Premium Content Over Ads


Photo: Rohit Padmanabhan / Unsplash.com

Content, service and products are not free. There is always a way a product is monetized.

Websites are no exception.

What most of the people don’t realize is that content that they view on websites is monetized through ads that those very users block. It hurts the website economy.

In my opinion, you can blame both, users and website owners.

Users for actively, without selection, blocking ads on websites that power it to offer content for “free” and some owners who “forced” users to use adblocks in the first place by placing ads right in their faces, essentially blocking the content, but in the end, websites who do care about the user base actually got hurt in the process.

As recent statistics published by Artem Russakovskii from Android Police tell:

42.06% of Android Police readers on desktop OSes blocked ads in September 2015. That’s absurdly high. In comparison, only 0.56% did so on mobile and another 0.68% on tablets.”

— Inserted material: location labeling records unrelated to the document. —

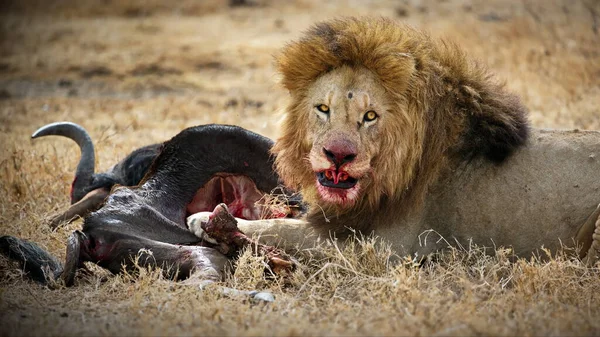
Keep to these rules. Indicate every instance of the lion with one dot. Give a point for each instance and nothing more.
(391, 132)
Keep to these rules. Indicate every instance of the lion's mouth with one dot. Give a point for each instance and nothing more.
(336, 179)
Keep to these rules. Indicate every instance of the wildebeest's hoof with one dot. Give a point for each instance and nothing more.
(36, 262)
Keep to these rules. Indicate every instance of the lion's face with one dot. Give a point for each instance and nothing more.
(348, 129)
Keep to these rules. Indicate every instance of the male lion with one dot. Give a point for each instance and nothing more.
(392, 132)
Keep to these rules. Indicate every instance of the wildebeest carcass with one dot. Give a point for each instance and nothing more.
(197, 170)
(89, 189)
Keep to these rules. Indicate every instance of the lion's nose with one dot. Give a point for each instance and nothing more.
(340, 153)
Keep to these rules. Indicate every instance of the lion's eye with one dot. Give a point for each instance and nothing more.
(370, 116)
(323, 108)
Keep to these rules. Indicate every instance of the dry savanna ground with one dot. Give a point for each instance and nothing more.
(134, 72)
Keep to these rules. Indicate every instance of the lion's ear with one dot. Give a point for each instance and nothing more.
(495, 122)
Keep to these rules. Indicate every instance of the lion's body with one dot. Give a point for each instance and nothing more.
(539, 196)
(392, 132)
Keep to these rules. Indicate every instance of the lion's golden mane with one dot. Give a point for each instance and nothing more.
(447, 108)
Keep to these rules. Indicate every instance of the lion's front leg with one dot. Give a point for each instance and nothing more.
(589, 236)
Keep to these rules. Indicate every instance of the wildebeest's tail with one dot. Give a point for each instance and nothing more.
(86, 166)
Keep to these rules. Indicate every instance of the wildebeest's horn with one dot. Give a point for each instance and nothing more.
(86, 166)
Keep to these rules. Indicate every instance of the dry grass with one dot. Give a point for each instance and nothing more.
(136, 72)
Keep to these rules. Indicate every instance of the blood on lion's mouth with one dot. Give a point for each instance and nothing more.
(336, 179)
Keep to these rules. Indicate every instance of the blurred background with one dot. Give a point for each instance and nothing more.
(136, 72)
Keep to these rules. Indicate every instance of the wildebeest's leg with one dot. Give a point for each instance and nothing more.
(35, 261)
(286, 233)
(589, 236)
(89, 203)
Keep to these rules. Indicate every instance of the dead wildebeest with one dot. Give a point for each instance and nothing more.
(197, 170)
(89, 189)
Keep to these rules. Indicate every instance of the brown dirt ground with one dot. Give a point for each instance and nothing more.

It’s much harder to block ads on mobile for regular users hence the number difference. However, numbers for desktop are high nonetheless. Despite that fact, users do spend more money on microtransaction purchases, especially on mobile. I find myself buying a lot of different stuff which is priced under 1-2 euros mark on my Android Phone.

I personally wouldn’t mind paying the very same price monthly to read my favourite website + extra features for being a premium user. It helps me as a user to get content without ads, get extra features, and support the website and the website itself will start having a stable income. It will also encourage users to be more selective in their websites of choice, leaving trust and credibility as primary reasons to subscribe. Theoretically, that will also reduce the chance people going to insecure websites aiming at stealing users information.

In the meantime, I strongly encourage anyone who uses Adblock, Ublock or any other type of ad blocking software to whitelist their favourite websites to support them and try to find the time to report ads that are inappropriate or misplaced.